19 diciembre 2007

Martí a la escucha




Leonardo Rodríguez






Algo entre hispánico y americano se cocinaba en la escritura de José Martí (1853-1895). Renovó el español, ese otro territorio americano, una alquimia pasional o un trastorno afable que se convertiría en una de las cualidades del idioma.

Devoto de Orfeo y de Salomón, Martí retoma, saborea y reinventa los viejos dones de la lengua. Esboza otros. Busca a Fray Luis y su luminosa simplicidad pero se encuentra con Góngora y su lumbre enceguecedora. Se viste de chamán en sus sueños verbales, prende un tabaco entrelíneas, su prosa arde. Cuando se desviste de dones, cuando no cocina o zarandea la prosa, y cuando no es hombre público, escribe versos sencillos.

En pugna contra la opresión colonial (la falta de aire de la que hablaría, décadas después, la caraqueña Teresa de la Parra), no confundió, como algunos militares a quienes admiraba, lucha política con resentimiento cultural, aunque no era en absoluto inmune al ánimo polémico. Además, no sin malestar y sí con cierto candor, intuyó la continuidad del espíritu colonial en el tiempo republicano: “La colonia continuó viviendo en la república”. Y en otra parte: “Nos quedó el oidor, y el general, y el letrado, y el prebendado”. No sólo: también nos quedó, hasta convertirse en una imagen casi mítica, la celosía colonial y un complejo entre heroico y virginal (el dragón ibérico, ay) del que el mismo Martí es personaje crítico.


Martí no liberó políticamente a su torturado país, pero en sus poemas y crónicas se respira una plenitud creadora, a menudo deslumbrante, que sigue salvándolo de las naderías del mármol. Para salvar a Martí uno sólo tiene que leerlo. Al leerlo uno lo escucha, al escucharlo uno adivina que la escucha fue su don. Su obra sigue viva, porque su escucha es más perdurable que la suma de sus palabras y el acopio de sus defectos.
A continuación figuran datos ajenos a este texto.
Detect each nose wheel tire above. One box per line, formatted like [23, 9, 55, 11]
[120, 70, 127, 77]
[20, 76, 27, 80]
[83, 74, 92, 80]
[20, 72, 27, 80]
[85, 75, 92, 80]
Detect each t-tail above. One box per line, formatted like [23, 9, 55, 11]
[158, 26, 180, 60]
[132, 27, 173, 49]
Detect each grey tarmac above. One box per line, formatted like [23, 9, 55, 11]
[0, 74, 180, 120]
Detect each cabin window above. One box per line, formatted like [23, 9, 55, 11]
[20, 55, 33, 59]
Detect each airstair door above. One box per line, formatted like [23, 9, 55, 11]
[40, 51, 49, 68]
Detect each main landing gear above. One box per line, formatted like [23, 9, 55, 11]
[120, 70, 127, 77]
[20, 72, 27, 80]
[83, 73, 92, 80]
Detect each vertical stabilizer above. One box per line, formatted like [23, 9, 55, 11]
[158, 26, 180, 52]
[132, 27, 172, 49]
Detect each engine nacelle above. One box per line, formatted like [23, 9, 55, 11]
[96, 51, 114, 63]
Sobre Whitman dijo, en antológica crónica: “El se ve como heredero del mundo”. Se podría decir lo mismo del cubano. Hay en Martí algo de naturalista y de visionario, de historiador y de brujo, de político y de cronista (fue el fundador de la crónica moderna en Hispanoamérica), de padre y de hijo. Si muestra con naturalidad sus entusiasmos, empeños y desganas, es porque, también, tiene de amigo. Más que un hombre de letras, lo fue de palabra.

La frustración política (otra tradición cubana, latinoamericana) no le robó el placer de la palabra, en su caso un placer agudo y generoso. Su heredero poético en Cuba se llamó, se llama José Lezama Lima. Su voz de cronista llega hasta el laberíntico oído y la erotizada y mundana escritura de otro exiliado, el nada apostólico Guillermo Cabrera Infante.